I take no joy in dishes or other people’s misery, well mostly on the latter.
I had a professor who was prone to taking her narcolepsy medication inconsistently and was also prone to getting derailed from the lecture. When both events happen at the same time we got fantastic tangential lectures ending in real life advice. I still remember much of her germain thoughts on English literature, (more specifically Middlemarch, Virginia Woolf’s Corpus, and the author/poet Anne Michaels), but what I remember most were the stories from her own life.

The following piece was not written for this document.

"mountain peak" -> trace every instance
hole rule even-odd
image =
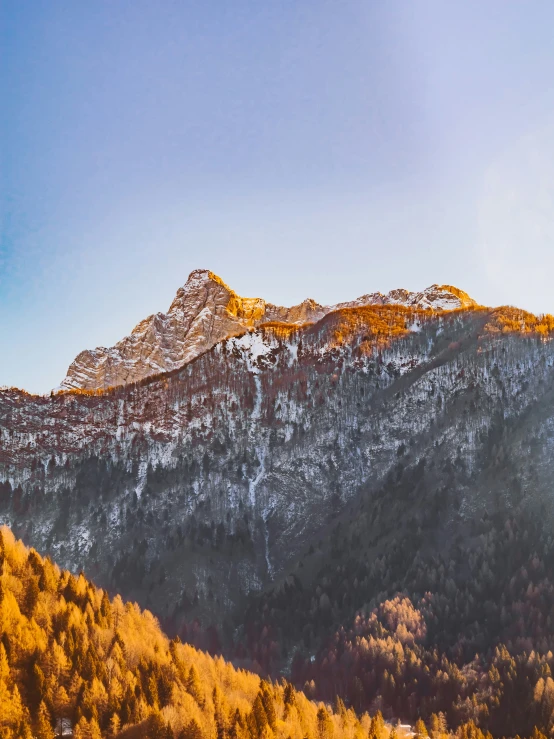
[[[387,295],[371,293],[333,306],[307,298],[285,308],[263,298],[242,298],[211,270],[195,269],[177,290],[167,313],[148,316],[110,348],[81,352],[71,363],[60,388],[105,390],[137,382],[182,367],[222,339],[261,323],[313,323],[333,310],[365,305],[445,311],[468,308],[475,301],[450,285],[431,285],[420,293],[391,290]]]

Paraphrased from one lecture that was spun far away from Styron’s novel Sophie’s Choice:
“You know what was the last straw for me?” The class started looking around; we knew this lecture was going down a path that was not on the syllabus. “Do you know?” She leaned on a desk and started moving her arms as though she was brushing her teeth. “Well do you?” She smiled and paused for a few moments as though remembering something happy. “You see the problem was he liked to squeeze the toothpaste from any damn place on the tube.” Blowing a raspberry she grotesquely mimed somebody squeezing a tube of toothpaste. “I liked to squeeze from the bottom of the tube. There isn’t really any other sensible way. It’s quick, efficient, and …” She drifted off for a moment . “and, AND, you know what my therapist said years after the divorce?” As in Jurassic Park, we did not move for fear that the T-Rex would zero in on us. Her nostrils flared as she inhaled for an inordinate amount of time. “Well, WELL, she said 'Why didn’t you buy two tubes of toothpaste?”
Our teacher laughed and continued, "Divorce, breakups and the like are terrible. If you find somebody good, buy two tubes of toothpaste, or two sponges, or work out the everyday problems because it is just not worth going though. Nobody is perfect and your love will definitely be wrong about all sorts of ways to do things. What I’m saying is… let it go. Figure out some way to agree to live with somebody and talk about the compromises you make for each other. " “Now where were we?”
I still hold some of her life advice in my head. My spouse and I own two tubes of toothpaste, though that’s because one is a prescription. We both do the dishes, and I force myself to do the dishes whenever I can because I hate doing them. When I feel like I’m irritated at how we do some required domestic task, I remember that what truly matters is that how the tiny stuff is done doesn’t matter as long as it gets done. We love living our life, together and tiny irritations aren’t worth conflict. What is worth significant conflict, nothing that I have found yet.
I get wrapped up in my own thoughts constantly, and I have to remind myself that I am no mind reader, and neither is anybody else.
One of my kids just woke up from a nap and I am off to do the dishes.